Speaking to reporters at the end of a two-day visit to Kinshasa, Dominique Strauss-Kahn mentioned a contract signed between the two countries involving a Chinese loan of nine billion dollars.

Six billion was destined for developing the infrastructure and three for the mining sector, but part of the loan was to be paid back in mining shares, said Strauss-Kahn.

"The difficulty is that certain elements of the contract, in particular the guarantee guarantee on the mining part," constituted for the IMF an increase in the country's 11-billion-dollar debt burden, said Strauss-Kahn.

It was absurd for the country to have to choose between lightening its burden or taking the Chinese contract, he added.

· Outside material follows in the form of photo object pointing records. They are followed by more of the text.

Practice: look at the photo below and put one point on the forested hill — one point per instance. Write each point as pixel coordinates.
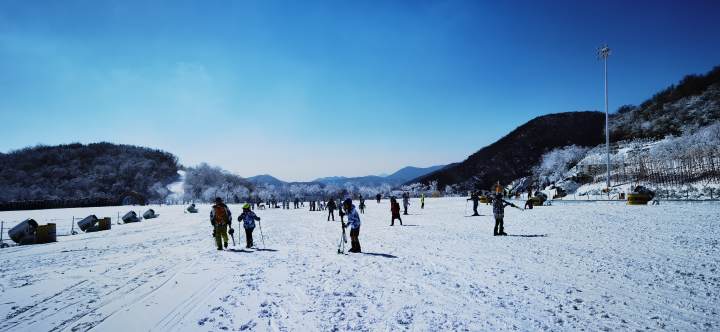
(692, 103)
(77, 171)
(513, 156)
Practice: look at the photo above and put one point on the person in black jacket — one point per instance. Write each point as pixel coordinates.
(476, 199)
(499, 205)
(331, 206)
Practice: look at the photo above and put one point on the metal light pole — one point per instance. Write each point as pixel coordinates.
(604, 53)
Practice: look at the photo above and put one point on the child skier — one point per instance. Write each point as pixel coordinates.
(221, 220)
(248, 219)
(353, 223)
(394, 211)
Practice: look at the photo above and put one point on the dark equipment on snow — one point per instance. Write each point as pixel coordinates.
(150, 214)
(103, 224)
(2, 231)
(29, 232)
(539, 199)
(24, 232)
(87, 223)
(130, 217)
(46, 234)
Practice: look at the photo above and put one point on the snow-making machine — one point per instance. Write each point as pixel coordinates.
(150, 214)
(640, 196)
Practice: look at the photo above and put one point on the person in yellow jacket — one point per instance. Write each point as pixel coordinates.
(221, 220)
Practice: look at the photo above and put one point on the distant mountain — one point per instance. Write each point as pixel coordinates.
(513, 156)
(403, 175)
(94, 171)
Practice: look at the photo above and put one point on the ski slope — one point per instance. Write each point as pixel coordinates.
(593, 266)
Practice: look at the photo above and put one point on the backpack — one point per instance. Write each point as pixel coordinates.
(221, 216)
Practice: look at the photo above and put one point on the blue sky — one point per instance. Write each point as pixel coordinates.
(303, 89)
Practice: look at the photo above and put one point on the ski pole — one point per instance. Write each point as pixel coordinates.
(262, 237)
(232, 235)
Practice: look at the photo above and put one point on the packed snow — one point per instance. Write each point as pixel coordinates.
(570, 266)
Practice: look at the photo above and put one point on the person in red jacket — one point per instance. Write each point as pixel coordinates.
(395, 210)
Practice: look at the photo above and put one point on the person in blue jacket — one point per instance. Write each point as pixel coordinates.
(353, 223)
(248, 219)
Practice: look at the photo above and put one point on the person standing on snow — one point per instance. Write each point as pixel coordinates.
(353, 223)
(248, 219)
(406, 202)
(362, 205)
(331, 209)
(499, 205)
(394, 211)
(476, 199)
(221, 220)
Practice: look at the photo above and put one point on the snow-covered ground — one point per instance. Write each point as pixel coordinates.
(593, 266)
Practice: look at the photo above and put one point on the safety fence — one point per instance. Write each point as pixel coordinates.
(660, 173)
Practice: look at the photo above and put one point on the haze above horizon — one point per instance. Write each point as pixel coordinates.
(303, 90)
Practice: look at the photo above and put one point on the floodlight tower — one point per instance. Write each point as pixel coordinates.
(603, 53)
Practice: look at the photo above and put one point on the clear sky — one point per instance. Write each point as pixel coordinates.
(303, 89)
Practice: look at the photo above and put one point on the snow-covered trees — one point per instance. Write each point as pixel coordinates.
(78, 171)
(554, 164)
(205, 182)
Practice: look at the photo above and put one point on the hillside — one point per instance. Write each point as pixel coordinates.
(77, 171)
(514, 155)
(691, 104)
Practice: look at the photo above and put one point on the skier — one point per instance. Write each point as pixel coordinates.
(340, 211)
(220, 219)
(331, 209)
(248, 219)
(394, 211)
(528, 204)
(476, 199)
(499, 205)
(353, 223)
(362, 205)
(406, 202)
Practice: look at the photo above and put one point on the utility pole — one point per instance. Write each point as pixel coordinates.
(603, 53)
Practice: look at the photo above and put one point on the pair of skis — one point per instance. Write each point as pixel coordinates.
(343, 240)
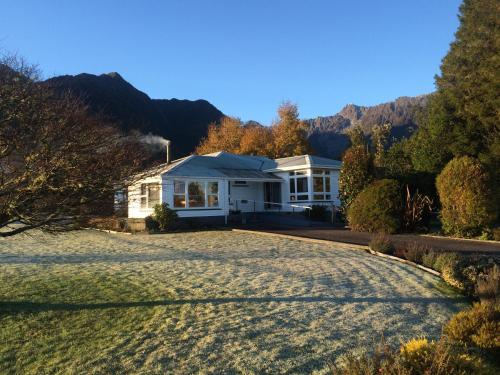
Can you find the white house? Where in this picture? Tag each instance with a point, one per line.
(220, 183)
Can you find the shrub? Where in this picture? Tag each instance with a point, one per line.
(317, 212)
(377, 208)
(466, 200)
(444, 259)
(164, 216)
(151, 224)
(417, 356)
(478, 326)
(488, 285)
(414, 252)
(382, 244)
(416, 211)
(355, 175)
(496, 234)
(429, 258)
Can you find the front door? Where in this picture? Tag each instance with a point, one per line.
(272, 194)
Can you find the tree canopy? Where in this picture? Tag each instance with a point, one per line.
(286, 137)
(58, 165)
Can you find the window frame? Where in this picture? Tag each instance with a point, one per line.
(207, 194)
(144, 194)
(326, 192)
(293, 177)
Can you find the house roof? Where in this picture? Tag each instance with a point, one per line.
(239, 167)
(304, 161)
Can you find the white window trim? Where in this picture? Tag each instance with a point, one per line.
(292, 179)
(186, 195)
(160, 191)
(325, 192)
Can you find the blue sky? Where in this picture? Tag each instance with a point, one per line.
(245, 57)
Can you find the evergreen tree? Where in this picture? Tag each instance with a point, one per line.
(464, 114)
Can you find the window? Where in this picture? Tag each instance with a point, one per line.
(298, 186)
(321, 185)
(212, 194)
(150, 195)
(196, 194)
(179, 194)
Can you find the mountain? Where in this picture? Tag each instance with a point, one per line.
(328, 135)
(184, 122)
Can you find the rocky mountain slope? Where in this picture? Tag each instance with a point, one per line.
(184, 122)
(328, 137)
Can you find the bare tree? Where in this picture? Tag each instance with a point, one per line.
(58, 164)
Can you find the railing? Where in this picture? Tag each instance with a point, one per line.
(255, 202)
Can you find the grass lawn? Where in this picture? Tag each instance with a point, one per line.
(202, 302)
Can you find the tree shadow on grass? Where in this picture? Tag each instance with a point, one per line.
(9, 307)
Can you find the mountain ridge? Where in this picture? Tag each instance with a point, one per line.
(185, 122)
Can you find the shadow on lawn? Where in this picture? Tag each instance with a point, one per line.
(7, 307)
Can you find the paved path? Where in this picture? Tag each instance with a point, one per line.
(399, 240)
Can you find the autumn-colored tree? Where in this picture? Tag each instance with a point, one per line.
(59, 165)
(225, 136)
(289, 133)
(287, 137)
(257, 140)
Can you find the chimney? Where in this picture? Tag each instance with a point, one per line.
(169, 152)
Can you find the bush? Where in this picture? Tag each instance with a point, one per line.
(417, 356)
(488, 285)
(382, 244)
(414, 252)
(317, 212)
(355, 175)
(478, 326)
(429, 258)
(466, 200)
(377, 208)
(496, 234)
(164, 216)
(151, 224)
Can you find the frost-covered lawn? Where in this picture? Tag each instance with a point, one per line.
(203, 302)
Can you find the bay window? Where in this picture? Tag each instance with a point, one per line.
(196, 194)
(298, 186)
(321, 185)
(150, 195)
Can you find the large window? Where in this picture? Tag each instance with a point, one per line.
(196, 194)
(150, 195)
(298, 186)
(321, 185)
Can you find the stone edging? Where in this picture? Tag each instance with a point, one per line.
(107, 231)
(344, 245)
(460, 239)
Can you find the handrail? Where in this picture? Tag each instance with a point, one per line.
(276, 204)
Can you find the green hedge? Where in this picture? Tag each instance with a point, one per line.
(377, 208)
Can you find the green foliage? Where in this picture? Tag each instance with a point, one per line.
(416, 357)
(355, 175)
(488, 285)
(164, 216)
(382, 243)
(478, 326)
(318, 212)
(377, 208)
(466, 200)
(151, 224)
(414, 252)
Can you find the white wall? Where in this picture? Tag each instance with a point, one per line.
(168, 194)
(252, 191)
(285, 192)
(134, 199)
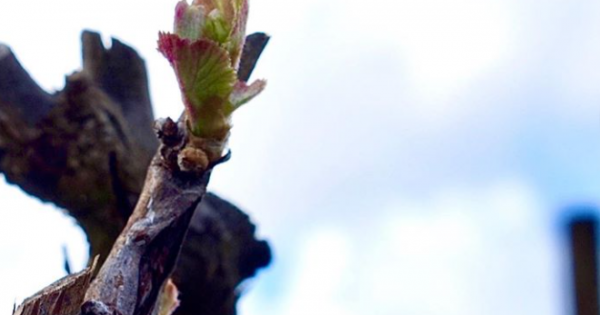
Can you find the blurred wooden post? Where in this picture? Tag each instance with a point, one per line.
(582, 232)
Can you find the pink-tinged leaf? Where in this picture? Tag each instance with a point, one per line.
(243, 93)
(189, 20)
(206, 79)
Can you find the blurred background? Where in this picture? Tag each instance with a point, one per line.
(407, 157)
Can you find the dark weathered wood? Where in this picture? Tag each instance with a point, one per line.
(583, 237)
(83, 156)
(144, 255)
(19, 93)
(63, 297)
(121, 73)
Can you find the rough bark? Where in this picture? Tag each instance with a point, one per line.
(87, 149)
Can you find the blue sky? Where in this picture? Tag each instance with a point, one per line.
(407, 157)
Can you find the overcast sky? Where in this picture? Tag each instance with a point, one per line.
(407, 157)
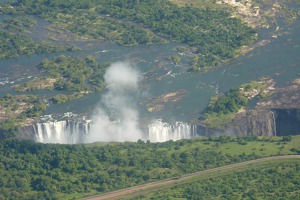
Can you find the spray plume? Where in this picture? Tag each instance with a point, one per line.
(117, 118)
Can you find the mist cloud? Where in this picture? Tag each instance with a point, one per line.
(117, 118)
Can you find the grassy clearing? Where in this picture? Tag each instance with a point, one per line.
(208, 176)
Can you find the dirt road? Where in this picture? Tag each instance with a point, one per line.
(119, 193)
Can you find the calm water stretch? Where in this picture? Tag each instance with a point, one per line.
(279, 59)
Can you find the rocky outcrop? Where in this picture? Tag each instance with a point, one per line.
(254, 122)
(276, 116)
(287, 121)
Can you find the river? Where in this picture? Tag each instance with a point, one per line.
(279, 59)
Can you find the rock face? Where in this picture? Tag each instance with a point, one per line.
(277, 116)
(261, 122)
(287, 121)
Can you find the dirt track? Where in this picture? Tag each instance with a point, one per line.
(118, 193)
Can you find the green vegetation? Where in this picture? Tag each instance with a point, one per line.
(18, 110)
(214, 35)
(20, 107)
(13, 41)
(222, 109)
(75, 74)
(269, 180)
(50, 171)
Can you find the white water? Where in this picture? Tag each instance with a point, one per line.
(67, 132)
(62, 132)
(161, 131)
(274, 123)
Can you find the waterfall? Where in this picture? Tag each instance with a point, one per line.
(62, 132)
(274, 123)
(161, 131)
(70, 132)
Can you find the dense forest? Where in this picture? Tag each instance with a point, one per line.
(276, 181)
(214, 34)
(15, 41)
(31, 170)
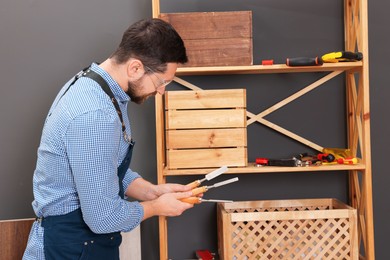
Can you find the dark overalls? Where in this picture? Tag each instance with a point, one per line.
(68, 236)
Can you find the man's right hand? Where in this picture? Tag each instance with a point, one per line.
(168, 205)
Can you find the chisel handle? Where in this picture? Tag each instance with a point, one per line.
(192, 200)
(193, 184)
(304, 61)
(199, 190)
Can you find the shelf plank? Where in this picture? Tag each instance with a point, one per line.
(267, 69)
(252, 168)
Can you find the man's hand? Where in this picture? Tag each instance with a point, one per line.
(141, 189)
(168, 204)
(171, 187)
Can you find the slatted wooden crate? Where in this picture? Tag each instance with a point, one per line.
(287, 229)
(215, 38)
(205, 128)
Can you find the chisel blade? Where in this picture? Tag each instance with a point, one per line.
(219, 184)
(216, 173)
(212, 200)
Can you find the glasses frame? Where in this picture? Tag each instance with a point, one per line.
(162, 83)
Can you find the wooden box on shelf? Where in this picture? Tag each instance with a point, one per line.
(205, 128)
(287, 229)
(215, 38)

"What we need is both the contract and the debt relief, the DRC needs both," said Strauss-Kahn.

The IMF chief recommended finding a format that would give the Chinese the guarantees they needed without worsening Kinshasa's debt burden.

The deal, first revealed in 2007, involves the renovation or building of more than 6,000 kilometres (3,700 miles) of roads, more than 3,000 kilometres of railway, two dams, hospitals, accommodation and schools across the country.

In a press release issued after the meeting Strauss-Kahn added: "I welcomed President Kabila's agenda for tackling critical social and infrastructural needs, and which warrant increased public spending.

"Of course, such spending should take place within a clear debt sustainability framework."

But before the IMF could consider a new "poverty relief and growth facility" programme there had to be a positive resolution of the problem with the Sino-Congolese agreement, he said.